Initiating node info:

$ ps -ef | grep terraform gjertsen 3410758 12015 0 May01 pts/1 00:08:32 terraform apply -var-file va r.tfvars gjertsen 3411154 3410758 0 May01 pts/1 00:00:03 .terraform/providers/registr y.terraform.io/hashicorp/null/3.2.1/linux_amd64/terraform-provider-null_v3.2.1_x 5

======================================================================================================

bastion node state:

ps -ef | grep ansible

root 67764 67738 7 May01 pts/1 01:21:07 /usr/libexec/platform-python /usr/bin/ansible-playbook -i inventory -e @helpernode_vars.yaml tasks/main.yml -v --become root 67771 67764 0 May01 pts/1 00:00:00 /usr/libexec/platform-python /usr/bin/ansible-playbook -i inventory -e @helpernode_vars.yaml tasks/main.yml -v --become root 67782 1 0 May01 ? 00:00:00 ssh: /root/.ansible/cp/08610c3669 [mux] root 67890 67771 0 May01 pts/1 00:00:00 ssh -C -o ControlMaster=auto -o ControlPersist=60s -o StrictHostKeyChecking=no -o KbdInteractiveAuthentication=no -o PreferredAuthentications=gssapi-with-mic,gssapi-keyex,hostbased,publickey -o PasswordAuthentication=no -o User="root" -o ConnectTimeout=10 -o ControlPath=/root/.ansible/cp/08610c3669 -tt 9.5.36.166 /bin/sh -c '/usr/libexec/platform-python /root/.ansible/tmp/ansible-tmp-1682979218.3504968-67771-94255852006671/AnsiballZ_setup.py && sleep 0' root 67891 67783 0 May01 pts/3 00:00:00 /bin/sh -c /usr/libexec/platform-python /root/.ansible/tmp/ansible-tmp-1682979218.3504968-67771-94255852006671/AnsiballZ_setup.py && sleep 0 root 67912 67891 0 May01 pts/3 00:00:04 /usr/libexec/platform-python /root/.ansible/tmp/ansible-tmp-1682979218.3504968-67771-94255852006671/AnsiballZ_setup.py

NFS mount looks OK

exportfs

/export

ls -al /export

total 0 drwxrwxrwx. 3 nobody nobody 92 May 1 17:41 . dr-xr-xr-x. 19 root root 259 May 1 17:06 .. drwxrwxrwx. 2 nobody nobody 6 May 1 17:41 openshift-image-registry-registry-pvc-pvc-5b20c6ca-b184-41eb-b145-c5253c26015a

yussufsh commented 1 year ago

Not sure how I missed this issue. Suggest using markdown code format while pasting console logs.

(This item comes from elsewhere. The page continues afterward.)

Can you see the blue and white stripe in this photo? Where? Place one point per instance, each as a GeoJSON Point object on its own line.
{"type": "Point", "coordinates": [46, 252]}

Coming back to the root cause the main line that shows the reason for recreating the nfs disk(module.bastion.openstack_blockstorage_volume_v3.storage_volume[0]):

~ volume_type = "v7kamp.rch.stglabs.ibm.com base template" -> "6327
2fa4-2a99-4a94-ab1e-2a12fb64b1f8" # forces replacement

Seems the terraform provider for openstack is returning the storage template ID when querying the service. Which detects there is a change in the template for you as shown above. We have not used this feature recently but seems something is changed recently where only ID will work.

As a workaround please set variable volume_storage_template to a value "63272fa4-2a99-4a94-ab1e-2a12fb64b1f8" and run apply. This should not detect forced replacement change.